Le guéréza vit en groupes sociaux de trois à quinze individus. En règle générale ces groupes comprennent un mâle dominant, plusieurs femelles, et la progéniture de ces dernières. Il se reproduit selon un système polygyne et la copulation commence avec la communication vocale. Après une période de gestation d'un peu plus de cinq mois, les bébés naissent avec une peau rose et une fourrure blanche qui devient foncée et atteint la coloration des adultes en trois à quatre mois. Le guéréza est bien connu pour son chant à l’aurore, le « rugissement » des mâles est une méthode pour communiquer à longue distance : elle renforce les limites territoriales. Il pratique aussi d’autres vocalisations et se sert pour communiquer de postures de son corps, de mouvements et d’expressions faciales.

Étymologie modifier

Son nom vient du grec kolobos (κολοβος) qui signifie « mutilé » et "guéréza" est le nom indigène du singe en Éthiopie.

Il est appelé en français colobe guéréza, guéréza du Kilimandjaro ou colobe à épaules blanches[1].

Classification taxonomique modifier

Le colobe guéréza est décrit pour la première fois par Eduard Rüppell, un naturaliste et explorateur allemand, lors de son voyage en Abyssinie entre 1830 et 1834. Il écrit sur cette espèce dans Neue Wirbelthiere con Abyssinien, Saengthiere en 1835. Le guéréza est vu pour la première fois en Europe en 1890 au Jardin zoologique de Berlin lorsque trois individus furent achetés à un revendeur de Massaoua en Érythrée.

Le guéréza appartient à la sous-famille des Colobinés, un groupe de singes de l'Ancien Monde.

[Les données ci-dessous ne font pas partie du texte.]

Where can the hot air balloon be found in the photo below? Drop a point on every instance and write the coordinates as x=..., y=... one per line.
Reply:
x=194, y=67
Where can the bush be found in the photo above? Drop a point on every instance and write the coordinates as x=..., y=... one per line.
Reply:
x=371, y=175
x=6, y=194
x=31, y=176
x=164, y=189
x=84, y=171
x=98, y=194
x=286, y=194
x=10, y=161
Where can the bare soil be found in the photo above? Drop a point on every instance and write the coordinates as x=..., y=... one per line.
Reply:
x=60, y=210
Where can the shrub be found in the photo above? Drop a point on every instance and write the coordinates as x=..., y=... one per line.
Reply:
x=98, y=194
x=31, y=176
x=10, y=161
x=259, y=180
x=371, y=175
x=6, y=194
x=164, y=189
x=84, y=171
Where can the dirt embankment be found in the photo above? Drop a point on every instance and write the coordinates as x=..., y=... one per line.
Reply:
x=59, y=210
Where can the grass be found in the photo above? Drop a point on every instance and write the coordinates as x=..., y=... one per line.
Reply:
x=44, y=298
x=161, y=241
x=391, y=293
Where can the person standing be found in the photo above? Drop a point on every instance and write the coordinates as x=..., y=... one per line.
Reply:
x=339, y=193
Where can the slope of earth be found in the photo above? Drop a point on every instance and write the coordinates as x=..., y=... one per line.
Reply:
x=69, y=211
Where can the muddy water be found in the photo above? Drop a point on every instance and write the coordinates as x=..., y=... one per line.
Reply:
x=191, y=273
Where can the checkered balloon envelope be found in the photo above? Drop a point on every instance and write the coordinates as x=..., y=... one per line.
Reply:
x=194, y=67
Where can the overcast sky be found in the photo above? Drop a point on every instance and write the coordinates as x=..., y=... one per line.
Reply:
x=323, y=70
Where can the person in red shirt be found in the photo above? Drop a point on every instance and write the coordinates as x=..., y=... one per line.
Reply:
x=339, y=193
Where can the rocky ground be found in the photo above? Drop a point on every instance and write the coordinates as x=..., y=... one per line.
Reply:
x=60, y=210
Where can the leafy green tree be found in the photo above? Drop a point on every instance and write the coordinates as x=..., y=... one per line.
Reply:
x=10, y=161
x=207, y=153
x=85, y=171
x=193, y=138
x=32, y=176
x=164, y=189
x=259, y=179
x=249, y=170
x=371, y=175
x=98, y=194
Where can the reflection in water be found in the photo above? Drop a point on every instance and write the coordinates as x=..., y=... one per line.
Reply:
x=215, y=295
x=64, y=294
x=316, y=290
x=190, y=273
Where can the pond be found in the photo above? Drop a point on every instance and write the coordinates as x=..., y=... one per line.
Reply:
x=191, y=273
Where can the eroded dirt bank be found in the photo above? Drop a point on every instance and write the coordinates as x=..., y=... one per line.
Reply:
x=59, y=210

Cette sous-famille est divisée en deux groupes : les colobes d'Afrique dont fait partie le guéréza et les langurs, nasiques et rhinopithèques d'Asie. Les colobes sont à nouveau distingués par des différences de couleur, de comportement et d'écologie. Les trois genres sont le colobe noir et blanc, le colobe vert et le colobe roux. Il existe cinq espèces de colobes noirs et blancs : le colobe guéréza, Colobus guereza, le guéréza d'Angola, Colobus angolensis, le colobe à longs poils, Colobus polykomos, le guéréza noir, Colobus satanas et le colobe magistrat, Colobus vellerosus. Groves répertorie sept sous-espèces de colobe guéréza dans Mammal Species of the World (version 3, 2005) (5 mars 2011)[2]. La validité de Colobus guereza gallarum est incertaine, bien que non répertorié par Groves dans MSW, il est reconnu dans une revue scientifique sur les Colobinés en 2007 puis par les experts de l'Union internationale pour la conservation de la nature (UICN) en 2008.

 
Carte de répartition des sous-espèces selon Butynski, Kingdon et Kalina. 2013.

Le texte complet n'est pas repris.